Wednesday, 13 January 2016

The Revenant

Winner of the Golden Globe Awards for Best Picture (Drama), Best Director and Best Actor (Drama), The Revenant is destined for multiple Oscar nominations (and some guaranteed wins) as well. Does it deserve all this acclaim?

Well, as a work of pure cinematic spectacle, it probably is the best film of the year (though Mad Max: Fury Road might want to make an argument; The Force Awakens needn’t bother). It is gorgeously filmed (I do love all those mountains and all that endless snow), has a great score, is clearly the work of a master director (Alejandro Gonzalez Iñárritu) and is primarily a raw, gut-wrenching epic survival (not revenge) tale (reminding me of Dances With Wolves). Add to that, you have magnificent performances from the key actors (Leonardo DiCaprio and Tom Hardy, with support from Domhnall Gleeson). So what’s not to love, you say?

I’m glad you asked. The big problem with The Revenant is its story. Based (yet again) on true events, The Revenant is set in 1823 Montana and South Dakota and tells the story of Hugh Glass (DiCaprio), a fur trapper working with a quasi-military hunting party who gets mauled by a grizzly bear and is basically left for dead. There’s much more to it, but I don’t want to have any spoilers here (depending on your definition, you may not want to trust me on this). Glass, of course, somehow manages to survive (spoiler?) and then, near the end of the film, you have the nasty revenge part of the story (spoiler?). That nasty revenge is certainly distasteful to me, and a sufficient reason not to like The Revenant, but it's not the heart of the problem. That heart is found in the way the subject (victim?) of that revenge is portrayed.

The subject of that revenge is a fellow trapper by the name of John Fitzgerald (Hardy), the film’s baddie who is painted worse and worse as the film progresses, so that viewers will feel a visceral vicarious pleasure at the villain’s vicious and inevitable demise (come on, that's no spoiler). When you combine that problem with a bleak tale that fails to explore or challenge the endless male-focused violence that occurs throughout, you do not, in my opinion, have a film worthy of Best Picture. I can’t even think seriously of giving it ***+, though much of The Revenant is worth it. So a solid *** it is. My mug is up, but don’t drink unless you have a strong stomach.

NOTE: I was reminded that, given DiCaprio's acceptance-speech remarks about the Indigenous peoples in The Revenant, I should make some comment about this.
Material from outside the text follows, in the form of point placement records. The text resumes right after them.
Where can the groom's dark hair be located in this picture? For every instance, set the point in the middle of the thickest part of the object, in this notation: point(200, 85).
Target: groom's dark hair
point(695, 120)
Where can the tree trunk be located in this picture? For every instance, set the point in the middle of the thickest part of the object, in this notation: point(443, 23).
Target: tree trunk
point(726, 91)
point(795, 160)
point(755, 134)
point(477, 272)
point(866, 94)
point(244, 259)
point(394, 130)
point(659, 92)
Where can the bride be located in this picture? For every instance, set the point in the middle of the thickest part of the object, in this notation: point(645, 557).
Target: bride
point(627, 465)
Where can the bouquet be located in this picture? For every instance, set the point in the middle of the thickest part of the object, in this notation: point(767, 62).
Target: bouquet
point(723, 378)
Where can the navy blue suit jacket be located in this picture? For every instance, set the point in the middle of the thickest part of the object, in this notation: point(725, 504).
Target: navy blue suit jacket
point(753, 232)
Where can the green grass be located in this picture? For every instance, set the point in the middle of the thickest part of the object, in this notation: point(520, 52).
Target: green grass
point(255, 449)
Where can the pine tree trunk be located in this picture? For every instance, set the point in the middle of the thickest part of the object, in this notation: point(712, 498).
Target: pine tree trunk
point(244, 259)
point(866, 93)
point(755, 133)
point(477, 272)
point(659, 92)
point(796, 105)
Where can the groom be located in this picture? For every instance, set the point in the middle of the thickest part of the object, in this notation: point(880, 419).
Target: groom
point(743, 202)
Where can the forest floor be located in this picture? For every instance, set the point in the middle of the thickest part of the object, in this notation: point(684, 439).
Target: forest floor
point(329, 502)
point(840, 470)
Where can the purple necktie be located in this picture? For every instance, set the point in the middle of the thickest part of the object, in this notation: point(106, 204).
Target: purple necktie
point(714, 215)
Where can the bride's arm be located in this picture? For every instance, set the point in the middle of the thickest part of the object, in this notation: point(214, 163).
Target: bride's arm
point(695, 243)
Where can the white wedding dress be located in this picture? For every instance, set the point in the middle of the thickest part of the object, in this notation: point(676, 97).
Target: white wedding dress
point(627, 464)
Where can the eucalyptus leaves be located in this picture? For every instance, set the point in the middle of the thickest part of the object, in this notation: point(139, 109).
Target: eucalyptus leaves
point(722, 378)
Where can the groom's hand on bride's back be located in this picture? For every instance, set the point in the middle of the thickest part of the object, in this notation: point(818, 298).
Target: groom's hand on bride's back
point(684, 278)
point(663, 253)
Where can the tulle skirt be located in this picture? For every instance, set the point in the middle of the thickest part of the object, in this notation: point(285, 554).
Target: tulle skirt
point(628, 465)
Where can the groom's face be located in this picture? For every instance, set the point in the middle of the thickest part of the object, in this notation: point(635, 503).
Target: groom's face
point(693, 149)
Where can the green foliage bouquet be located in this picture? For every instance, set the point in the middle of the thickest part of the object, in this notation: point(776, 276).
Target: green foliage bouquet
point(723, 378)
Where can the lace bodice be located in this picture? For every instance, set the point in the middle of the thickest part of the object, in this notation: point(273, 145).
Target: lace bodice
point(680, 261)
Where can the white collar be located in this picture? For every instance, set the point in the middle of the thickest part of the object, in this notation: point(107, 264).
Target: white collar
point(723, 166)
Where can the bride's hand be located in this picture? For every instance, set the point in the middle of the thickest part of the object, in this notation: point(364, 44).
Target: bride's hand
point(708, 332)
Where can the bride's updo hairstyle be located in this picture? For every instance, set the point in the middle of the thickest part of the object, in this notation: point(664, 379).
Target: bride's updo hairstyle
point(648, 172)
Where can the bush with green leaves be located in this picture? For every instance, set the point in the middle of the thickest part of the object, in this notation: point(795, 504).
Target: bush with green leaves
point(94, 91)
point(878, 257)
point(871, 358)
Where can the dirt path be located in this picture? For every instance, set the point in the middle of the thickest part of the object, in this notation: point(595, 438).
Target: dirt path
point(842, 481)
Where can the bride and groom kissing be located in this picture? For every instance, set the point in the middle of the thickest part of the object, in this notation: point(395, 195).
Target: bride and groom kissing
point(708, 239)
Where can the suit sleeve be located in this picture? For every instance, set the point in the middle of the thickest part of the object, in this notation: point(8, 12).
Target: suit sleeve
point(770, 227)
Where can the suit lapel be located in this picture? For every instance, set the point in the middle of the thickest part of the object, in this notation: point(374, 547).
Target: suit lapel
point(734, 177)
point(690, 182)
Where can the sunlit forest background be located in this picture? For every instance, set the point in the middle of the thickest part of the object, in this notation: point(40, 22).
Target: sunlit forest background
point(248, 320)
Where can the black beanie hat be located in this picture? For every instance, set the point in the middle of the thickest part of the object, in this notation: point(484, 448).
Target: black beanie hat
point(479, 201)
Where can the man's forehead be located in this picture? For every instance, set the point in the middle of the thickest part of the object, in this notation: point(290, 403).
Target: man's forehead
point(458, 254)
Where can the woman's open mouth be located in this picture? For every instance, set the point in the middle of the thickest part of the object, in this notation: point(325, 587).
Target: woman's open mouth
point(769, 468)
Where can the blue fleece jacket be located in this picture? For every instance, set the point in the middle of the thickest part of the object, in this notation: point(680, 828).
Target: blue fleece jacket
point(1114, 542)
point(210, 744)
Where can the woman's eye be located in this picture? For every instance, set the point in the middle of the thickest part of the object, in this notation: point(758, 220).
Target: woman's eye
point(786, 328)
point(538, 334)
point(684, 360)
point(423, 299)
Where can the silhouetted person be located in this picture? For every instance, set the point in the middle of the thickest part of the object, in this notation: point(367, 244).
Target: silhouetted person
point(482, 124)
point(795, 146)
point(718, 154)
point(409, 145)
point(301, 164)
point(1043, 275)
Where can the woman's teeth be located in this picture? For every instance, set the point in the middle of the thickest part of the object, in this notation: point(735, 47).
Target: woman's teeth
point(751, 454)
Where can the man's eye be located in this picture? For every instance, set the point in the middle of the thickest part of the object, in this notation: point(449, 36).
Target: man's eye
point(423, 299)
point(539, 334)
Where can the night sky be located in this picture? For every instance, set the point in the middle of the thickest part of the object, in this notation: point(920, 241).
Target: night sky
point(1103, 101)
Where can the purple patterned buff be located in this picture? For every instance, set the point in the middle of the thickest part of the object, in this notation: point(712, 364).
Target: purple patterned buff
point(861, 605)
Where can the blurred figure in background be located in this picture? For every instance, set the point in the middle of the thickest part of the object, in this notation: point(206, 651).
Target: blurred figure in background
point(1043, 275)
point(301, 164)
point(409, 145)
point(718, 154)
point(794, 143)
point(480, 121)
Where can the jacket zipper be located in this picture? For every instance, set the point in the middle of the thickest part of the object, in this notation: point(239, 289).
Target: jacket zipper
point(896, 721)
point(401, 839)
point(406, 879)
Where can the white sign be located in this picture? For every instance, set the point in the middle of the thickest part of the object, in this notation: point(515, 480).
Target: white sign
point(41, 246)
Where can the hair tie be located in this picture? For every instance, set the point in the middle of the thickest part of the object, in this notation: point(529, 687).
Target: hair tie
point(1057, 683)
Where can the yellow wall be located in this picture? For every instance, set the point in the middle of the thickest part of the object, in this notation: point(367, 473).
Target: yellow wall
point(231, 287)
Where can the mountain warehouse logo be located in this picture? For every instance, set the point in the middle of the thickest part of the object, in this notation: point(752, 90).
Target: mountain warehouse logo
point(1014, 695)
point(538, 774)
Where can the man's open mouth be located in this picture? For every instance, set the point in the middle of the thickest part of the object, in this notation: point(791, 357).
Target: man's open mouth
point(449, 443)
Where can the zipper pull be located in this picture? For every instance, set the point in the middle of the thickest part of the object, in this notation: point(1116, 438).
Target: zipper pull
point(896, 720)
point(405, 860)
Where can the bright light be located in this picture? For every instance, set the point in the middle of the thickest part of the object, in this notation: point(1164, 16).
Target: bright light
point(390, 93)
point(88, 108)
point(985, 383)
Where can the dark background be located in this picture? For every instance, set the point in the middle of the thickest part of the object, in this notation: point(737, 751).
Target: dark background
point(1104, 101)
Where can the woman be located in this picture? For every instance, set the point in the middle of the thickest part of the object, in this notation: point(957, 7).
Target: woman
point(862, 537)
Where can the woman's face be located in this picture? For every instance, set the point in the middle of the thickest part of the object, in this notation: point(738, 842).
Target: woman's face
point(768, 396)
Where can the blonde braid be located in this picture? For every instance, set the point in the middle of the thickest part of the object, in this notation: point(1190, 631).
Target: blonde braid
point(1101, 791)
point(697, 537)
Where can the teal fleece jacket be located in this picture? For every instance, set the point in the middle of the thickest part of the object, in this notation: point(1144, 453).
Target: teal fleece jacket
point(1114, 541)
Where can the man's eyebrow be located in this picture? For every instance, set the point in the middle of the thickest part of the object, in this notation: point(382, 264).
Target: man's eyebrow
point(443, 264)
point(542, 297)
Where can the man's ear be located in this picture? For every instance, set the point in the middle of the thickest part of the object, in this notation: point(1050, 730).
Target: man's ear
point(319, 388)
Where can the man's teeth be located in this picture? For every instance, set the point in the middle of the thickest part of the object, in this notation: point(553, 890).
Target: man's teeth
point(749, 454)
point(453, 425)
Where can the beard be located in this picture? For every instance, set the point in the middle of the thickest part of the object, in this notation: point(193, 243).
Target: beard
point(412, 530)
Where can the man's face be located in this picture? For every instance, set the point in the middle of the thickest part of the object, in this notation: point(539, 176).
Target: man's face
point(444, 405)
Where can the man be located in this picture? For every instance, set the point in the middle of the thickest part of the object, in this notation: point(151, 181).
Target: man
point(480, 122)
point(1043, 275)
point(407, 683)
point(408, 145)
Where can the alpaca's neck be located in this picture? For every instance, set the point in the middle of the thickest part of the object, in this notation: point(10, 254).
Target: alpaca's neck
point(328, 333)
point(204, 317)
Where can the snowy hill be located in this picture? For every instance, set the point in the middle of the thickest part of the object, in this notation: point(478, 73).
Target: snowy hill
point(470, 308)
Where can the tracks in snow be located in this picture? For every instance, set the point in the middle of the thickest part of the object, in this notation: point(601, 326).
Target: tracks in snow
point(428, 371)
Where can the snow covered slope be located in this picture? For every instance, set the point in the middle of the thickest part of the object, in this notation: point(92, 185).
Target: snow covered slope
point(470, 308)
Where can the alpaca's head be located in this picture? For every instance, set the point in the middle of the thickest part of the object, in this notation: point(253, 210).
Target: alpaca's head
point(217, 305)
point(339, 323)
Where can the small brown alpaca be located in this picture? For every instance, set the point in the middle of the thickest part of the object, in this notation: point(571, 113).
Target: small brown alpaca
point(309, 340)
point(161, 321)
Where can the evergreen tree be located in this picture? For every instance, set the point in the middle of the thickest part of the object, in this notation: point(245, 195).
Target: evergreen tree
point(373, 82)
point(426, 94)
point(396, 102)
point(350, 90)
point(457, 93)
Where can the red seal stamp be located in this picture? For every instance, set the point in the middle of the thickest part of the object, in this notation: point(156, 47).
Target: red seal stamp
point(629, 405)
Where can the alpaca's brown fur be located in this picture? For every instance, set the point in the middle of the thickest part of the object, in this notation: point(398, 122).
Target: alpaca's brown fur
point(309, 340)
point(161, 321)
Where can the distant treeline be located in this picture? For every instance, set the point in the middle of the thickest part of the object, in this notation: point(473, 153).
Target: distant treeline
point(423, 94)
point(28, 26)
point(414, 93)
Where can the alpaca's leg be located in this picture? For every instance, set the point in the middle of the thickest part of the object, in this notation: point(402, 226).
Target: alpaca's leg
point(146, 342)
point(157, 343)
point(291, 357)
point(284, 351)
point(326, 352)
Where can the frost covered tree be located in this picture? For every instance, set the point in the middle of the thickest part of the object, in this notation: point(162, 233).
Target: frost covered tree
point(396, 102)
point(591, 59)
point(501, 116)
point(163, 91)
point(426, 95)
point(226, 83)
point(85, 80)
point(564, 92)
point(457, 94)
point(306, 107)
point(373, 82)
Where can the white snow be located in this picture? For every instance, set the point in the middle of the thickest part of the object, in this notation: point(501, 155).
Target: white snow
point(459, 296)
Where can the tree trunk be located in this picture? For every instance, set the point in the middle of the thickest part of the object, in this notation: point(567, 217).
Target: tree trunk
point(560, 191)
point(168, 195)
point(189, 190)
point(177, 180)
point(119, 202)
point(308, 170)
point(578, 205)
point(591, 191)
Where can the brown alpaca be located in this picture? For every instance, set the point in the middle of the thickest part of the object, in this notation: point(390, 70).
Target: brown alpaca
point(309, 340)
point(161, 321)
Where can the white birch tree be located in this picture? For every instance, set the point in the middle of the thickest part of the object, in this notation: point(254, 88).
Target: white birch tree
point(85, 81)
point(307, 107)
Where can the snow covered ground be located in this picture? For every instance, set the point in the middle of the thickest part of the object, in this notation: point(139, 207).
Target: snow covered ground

Yes, in spite of the fact that Indigenous people were shown to be as violent (or more so) as the white people, there was certainly an attempt to be respectful to Indigenous peoples, even to the extent that the leader of the tribe that was constantly fighting the white hunters gave a short speech in which he correctly blamed the white people for stealing their land, their animals and their way of life.

Trivia: I found it fascinating that in this second big Tom Hardy film of the year (Mad Max being the first), it is the other major character (played by DiCaprio) having flashbacks of his family suffering an attack.

1 comment:

  1. I have already been on the fence about this simply because I have little interest in "survival stories" (only slightly better than sports movies which are not high on my list). I've actually whined to friends because the acclaim for the movie might make me feel pressured to watch a survival movie that I'm not interested in. However, now that you also add it to the "revenge movie" genre, you have helped add it to one of the least interesting genres there is. Best picture or no, I think I will now give it a pass.